О память сердца! Ты сильней

Рассудка памяти печальной.

«Не только сильнее, — говорил Шадр, — важнее, необходимее. Без нее все слепо, глухо, мертво. Разве что протоколы писать…»

В памяти сердца хранились дорогие воспоминания. Отец приходит с работы, и ватага ребятишек сломя голову кидается ему навстречу. Вот он читает книгу поздно вечером, растянувшись на своем верстаке. Или учит Ивана рисовать орнаменты. Или рассказывает ему о северных лесах и донских степях. Или просто сидит задумавшись, не успев снять еще рабочего фартука.
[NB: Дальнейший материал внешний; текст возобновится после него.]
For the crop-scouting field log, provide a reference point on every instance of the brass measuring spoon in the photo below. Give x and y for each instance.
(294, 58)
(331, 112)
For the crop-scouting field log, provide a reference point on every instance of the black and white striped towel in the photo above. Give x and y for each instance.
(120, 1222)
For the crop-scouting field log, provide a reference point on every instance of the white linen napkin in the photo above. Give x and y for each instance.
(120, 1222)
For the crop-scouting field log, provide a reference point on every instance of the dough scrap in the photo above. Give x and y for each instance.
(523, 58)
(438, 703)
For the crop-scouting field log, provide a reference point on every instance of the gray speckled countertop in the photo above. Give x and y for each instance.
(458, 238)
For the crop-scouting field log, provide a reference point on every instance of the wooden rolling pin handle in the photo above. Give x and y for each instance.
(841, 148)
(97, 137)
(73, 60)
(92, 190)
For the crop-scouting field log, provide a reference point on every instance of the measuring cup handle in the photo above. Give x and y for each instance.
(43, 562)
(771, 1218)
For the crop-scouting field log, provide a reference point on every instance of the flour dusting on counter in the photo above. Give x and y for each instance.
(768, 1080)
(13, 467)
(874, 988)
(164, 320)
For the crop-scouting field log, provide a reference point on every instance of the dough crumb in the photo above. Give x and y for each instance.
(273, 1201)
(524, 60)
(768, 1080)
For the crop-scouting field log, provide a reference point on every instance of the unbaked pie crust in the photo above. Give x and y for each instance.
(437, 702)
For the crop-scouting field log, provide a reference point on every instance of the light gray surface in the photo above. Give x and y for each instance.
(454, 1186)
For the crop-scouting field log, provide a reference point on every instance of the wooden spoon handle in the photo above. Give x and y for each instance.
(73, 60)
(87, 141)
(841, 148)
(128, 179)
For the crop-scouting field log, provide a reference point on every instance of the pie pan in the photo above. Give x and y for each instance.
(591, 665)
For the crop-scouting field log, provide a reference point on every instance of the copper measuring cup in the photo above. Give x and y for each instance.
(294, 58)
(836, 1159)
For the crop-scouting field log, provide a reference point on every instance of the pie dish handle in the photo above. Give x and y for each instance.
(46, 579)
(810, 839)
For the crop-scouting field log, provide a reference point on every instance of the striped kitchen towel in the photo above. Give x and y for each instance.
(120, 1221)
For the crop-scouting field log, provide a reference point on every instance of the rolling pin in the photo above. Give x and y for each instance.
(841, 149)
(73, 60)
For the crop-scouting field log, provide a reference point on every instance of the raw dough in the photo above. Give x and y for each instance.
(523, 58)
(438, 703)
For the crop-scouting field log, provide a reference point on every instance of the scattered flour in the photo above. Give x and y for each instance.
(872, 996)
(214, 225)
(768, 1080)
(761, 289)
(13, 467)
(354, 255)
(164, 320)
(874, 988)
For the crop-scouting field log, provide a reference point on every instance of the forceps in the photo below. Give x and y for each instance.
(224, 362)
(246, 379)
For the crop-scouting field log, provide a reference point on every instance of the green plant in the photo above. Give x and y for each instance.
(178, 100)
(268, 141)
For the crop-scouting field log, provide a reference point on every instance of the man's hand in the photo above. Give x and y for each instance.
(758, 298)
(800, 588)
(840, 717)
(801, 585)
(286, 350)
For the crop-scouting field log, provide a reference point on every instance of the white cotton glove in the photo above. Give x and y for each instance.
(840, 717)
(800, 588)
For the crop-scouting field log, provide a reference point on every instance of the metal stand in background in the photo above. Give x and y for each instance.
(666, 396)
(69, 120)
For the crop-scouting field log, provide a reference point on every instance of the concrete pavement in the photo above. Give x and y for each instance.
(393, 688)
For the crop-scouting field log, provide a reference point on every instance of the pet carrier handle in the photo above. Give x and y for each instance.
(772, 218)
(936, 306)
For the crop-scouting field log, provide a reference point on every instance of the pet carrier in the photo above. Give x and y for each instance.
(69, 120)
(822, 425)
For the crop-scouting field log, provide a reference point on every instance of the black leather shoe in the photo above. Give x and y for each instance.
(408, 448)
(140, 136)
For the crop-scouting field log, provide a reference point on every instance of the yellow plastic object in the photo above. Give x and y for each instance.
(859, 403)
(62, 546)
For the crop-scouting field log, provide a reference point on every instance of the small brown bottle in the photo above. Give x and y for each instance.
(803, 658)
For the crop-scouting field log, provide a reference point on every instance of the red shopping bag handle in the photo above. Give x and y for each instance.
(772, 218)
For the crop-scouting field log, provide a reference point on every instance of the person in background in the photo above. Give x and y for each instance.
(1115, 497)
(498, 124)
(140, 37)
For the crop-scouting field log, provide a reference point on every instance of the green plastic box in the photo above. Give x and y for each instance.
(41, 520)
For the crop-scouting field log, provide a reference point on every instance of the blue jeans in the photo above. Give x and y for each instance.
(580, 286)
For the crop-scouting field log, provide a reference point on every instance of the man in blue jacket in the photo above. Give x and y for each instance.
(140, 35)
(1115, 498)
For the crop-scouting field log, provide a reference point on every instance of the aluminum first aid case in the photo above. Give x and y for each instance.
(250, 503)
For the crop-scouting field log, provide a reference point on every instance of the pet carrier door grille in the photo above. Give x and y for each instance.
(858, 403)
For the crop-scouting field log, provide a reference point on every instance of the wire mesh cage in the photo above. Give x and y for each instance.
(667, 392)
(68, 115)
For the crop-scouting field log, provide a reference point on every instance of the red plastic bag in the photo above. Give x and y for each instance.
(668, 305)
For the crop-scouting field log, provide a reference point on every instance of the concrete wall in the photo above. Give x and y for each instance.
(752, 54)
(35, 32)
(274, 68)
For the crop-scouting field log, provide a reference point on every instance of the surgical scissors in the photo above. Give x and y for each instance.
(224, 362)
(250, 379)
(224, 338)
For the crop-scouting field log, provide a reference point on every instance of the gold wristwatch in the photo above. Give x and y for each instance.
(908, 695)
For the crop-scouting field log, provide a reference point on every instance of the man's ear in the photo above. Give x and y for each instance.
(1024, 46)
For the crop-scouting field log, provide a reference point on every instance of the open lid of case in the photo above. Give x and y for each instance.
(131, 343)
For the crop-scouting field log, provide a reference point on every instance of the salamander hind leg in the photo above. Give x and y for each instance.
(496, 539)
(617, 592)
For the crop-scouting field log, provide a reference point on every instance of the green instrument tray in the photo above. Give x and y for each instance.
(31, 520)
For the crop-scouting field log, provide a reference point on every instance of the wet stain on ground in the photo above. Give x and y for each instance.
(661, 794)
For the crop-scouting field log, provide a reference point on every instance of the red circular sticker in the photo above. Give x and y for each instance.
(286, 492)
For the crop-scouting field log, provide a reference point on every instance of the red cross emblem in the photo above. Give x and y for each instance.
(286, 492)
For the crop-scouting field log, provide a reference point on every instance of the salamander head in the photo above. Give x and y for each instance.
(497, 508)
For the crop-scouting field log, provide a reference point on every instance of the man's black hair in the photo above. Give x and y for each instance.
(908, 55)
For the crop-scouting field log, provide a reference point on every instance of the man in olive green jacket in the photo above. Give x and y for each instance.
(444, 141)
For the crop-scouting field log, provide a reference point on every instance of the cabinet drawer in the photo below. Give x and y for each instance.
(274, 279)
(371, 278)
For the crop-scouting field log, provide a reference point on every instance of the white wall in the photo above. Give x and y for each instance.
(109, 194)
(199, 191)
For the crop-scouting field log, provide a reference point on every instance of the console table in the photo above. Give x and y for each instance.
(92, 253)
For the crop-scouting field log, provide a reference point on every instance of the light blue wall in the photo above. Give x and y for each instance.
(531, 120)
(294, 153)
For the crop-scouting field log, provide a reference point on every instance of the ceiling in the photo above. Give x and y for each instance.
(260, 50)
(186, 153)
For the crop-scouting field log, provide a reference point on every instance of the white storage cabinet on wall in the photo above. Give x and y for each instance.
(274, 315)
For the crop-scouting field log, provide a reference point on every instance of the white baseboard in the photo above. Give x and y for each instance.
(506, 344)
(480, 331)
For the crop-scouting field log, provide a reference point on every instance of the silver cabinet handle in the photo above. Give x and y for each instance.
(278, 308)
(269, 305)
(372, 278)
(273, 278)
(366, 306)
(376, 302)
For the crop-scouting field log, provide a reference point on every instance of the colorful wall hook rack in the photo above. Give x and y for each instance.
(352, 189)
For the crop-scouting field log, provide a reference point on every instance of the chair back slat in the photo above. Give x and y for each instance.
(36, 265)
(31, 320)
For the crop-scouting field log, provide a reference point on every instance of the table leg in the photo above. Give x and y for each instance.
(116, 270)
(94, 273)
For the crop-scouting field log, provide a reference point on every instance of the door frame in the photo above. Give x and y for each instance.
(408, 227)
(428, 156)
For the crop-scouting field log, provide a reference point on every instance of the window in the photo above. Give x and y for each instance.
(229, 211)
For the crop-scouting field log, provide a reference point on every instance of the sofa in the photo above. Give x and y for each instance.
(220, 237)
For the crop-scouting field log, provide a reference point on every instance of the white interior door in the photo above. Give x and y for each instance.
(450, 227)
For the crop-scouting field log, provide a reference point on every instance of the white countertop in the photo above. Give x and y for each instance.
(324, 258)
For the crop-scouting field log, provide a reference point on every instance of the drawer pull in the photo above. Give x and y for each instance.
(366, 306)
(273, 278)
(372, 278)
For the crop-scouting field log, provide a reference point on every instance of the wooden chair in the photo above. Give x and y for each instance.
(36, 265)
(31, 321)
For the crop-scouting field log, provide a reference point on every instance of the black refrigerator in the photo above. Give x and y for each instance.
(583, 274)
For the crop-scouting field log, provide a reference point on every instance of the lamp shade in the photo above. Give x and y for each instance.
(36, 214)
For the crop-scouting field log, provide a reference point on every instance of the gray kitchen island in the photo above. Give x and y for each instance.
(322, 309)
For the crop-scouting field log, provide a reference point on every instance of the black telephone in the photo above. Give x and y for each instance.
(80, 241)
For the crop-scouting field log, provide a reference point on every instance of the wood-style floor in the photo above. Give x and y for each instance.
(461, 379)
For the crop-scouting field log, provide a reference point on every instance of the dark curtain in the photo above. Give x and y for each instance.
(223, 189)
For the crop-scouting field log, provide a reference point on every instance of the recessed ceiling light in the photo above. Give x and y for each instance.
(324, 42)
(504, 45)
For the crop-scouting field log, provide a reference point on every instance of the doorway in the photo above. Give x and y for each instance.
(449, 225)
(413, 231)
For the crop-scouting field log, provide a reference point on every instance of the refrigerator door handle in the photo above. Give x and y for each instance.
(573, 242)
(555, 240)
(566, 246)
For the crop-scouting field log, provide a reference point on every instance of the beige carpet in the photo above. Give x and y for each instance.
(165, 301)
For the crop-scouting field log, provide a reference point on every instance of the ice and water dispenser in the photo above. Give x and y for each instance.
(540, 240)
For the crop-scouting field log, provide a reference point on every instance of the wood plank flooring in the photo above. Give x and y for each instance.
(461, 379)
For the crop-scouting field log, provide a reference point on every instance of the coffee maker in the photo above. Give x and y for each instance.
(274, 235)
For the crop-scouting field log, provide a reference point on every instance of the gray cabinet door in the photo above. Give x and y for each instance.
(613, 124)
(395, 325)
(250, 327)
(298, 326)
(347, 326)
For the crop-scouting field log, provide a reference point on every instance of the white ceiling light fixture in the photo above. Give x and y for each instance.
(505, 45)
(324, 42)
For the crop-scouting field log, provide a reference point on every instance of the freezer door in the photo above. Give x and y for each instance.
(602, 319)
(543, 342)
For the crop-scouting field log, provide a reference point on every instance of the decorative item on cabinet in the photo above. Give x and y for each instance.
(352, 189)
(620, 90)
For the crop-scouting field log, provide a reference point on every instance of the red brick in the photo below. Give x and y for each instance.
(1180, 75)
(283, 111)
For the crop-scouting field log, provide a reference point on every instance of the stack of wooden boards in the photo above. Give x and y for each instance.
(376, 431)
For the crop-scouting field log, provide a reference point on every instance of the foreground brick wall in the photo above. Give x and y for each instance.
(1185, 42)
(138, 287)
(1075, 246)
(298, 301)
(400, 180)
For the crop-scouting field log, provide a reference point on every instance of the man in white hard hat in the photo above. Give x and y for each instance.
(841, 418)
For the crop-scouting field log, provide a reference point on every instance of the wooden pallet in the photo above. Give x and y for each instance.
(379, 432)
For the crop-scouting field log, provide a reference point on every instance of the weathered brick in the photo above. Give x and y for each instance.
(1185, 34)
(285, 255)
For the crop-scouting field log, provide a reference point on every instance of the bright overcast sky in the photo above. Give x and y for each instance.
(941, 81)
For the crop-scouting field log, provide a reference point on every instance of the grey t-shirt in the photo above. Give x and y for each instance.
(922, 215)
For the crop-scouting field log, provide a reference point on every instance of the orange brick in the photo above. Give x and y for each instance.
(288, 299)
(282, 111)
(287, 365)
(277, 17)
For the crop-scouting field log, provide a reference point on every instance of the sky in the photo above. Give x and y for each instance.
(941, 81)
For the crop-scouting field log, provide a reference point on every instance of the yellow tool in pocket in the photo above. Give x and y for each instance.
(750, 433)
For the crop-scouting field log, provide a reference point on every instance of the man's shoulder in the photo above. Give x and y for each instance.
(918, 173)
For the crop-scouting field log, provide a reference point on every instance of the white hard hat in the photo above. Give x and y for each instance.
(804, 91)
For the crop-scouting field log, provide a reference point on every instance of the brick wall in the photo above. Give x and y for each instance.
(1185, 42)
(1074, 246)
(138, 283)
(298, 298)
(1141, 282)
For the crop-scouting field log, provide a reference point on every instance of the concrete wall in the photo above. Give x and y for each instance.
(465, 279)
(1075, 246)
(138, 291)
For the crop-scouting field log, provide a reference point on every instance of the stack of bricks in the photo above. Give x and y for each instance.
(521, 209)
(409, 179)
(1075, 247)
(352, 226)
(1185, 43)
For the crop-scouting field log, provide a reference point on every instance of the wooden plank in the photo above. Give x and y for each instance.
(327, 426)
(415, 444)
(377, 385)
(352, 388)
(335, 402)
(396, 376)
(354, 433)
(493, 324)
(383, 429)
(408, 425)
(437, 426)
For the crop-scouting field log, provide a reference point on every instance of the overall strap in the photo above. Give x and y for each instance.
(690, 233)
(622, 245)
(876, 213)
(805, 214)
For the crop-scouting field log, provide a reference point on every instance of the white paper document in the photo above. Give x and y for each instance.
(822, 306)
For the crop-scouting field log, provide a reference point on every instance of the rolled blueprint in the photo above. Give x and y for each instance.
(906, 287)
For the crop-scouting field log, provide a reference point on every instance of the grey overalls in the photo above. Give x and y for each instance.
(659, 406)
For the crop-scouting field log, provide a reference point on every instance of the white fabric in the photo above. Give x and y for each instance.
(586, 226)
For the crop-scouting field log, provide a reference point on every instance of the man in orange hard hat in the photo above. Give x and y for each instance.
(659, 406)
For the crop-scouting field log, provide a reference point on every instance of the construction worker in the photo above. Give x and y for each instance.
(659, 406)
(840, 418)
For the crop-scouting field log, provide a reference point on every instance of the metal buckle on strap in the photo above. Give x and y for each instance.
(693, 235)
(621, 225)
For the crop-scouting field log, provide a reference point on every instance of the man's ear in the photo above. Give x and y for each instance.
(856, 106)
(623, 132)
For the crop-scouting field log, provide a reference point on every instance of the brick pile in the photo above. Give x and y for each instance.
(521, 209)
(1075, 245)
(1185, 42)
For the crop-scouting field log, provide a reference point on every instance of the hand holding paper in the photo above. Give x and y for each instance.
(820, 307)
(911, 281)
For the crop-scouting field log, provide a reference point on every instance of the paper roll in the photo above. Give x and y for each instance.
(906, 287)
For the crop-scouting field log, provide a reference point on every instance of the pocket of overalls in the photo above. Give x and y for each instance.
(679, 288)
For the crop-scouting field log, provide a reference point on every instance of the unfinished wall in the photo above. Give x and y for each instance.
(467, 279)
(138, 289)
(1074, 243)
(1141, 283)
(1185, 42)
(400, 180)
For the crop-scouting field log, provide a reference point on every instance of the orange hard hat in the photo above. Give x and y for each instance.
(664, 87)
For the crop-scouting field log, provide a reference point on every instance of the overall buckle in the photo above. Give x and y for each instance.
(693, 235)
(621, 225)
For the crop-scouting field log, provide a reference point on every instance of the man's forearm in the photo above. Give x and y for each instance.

Скульптор приступает к работе.

На случайно подвернувшемся камне сидит пожилой, усталый человек, проживший долгую и нелегкую жизнь. Тяжело висят натруженные, ни разу в жизни, видно, не знавшие легкой работы руки — подпухшие суставы, веревками натянувшиеся под кожей жилы. Старый фартук, дешевая рубашка, неуклюжие, разношенные, разбитые ботинки.

Да, все так. Так и ходил Дмитрий Евграфович, бедняком, чуть не нищим. И все же выделялся среди всех — и красотой, и легкостью движений, уверенностью походки, жестов. «Не знаю, понял ли бы он слово «артистичный», а ведь самое подходящее к нему слово».

Часами, днями воюет резец с мрамором. Зато как легко и свободно движение плеч, как непринужденны поднятые к бороде пальцы, как благородна постановка головы!

Грубость аксессуаров уходит на второй план, главным становятся глаза, скульптура как бы заставляет смотреть ей в лицо. В глазах мысль, беспокойное движение.

В процессе работы Шадр понял, что ему мало рассказать о Дмитрии Евграфовиче просто как о родном человеке, — он ищет в нем черты, характерные для всего русского народа. Подчеркивает исконную добросовестность, трудолюбие, мягкую раздумчивость, поэтичность, доброту. Рождается обобщение. В скульптуре сказано все об отце — и больше, чем только об отце. Сказано о том, что Шадр любил, ценил, уважал в людях.

Человечность! Как художнику передать ее? Должно быть, прежде всего самому надо чувствовать, волноваться, страдать, Шадр обращается к кумиру своей юности Врубелю: «Как «техника» есть только способность видеть, — выписывает он слова великого художника, — так «творчество» — глубоко чувствовать, а так почувствовать — не значит погрузиться в прелестную меланхолию или взвиться на крыльях пафоса… а значит — забыть, что ты художник, и обрадоваться тому, что ты прежде всего человек…»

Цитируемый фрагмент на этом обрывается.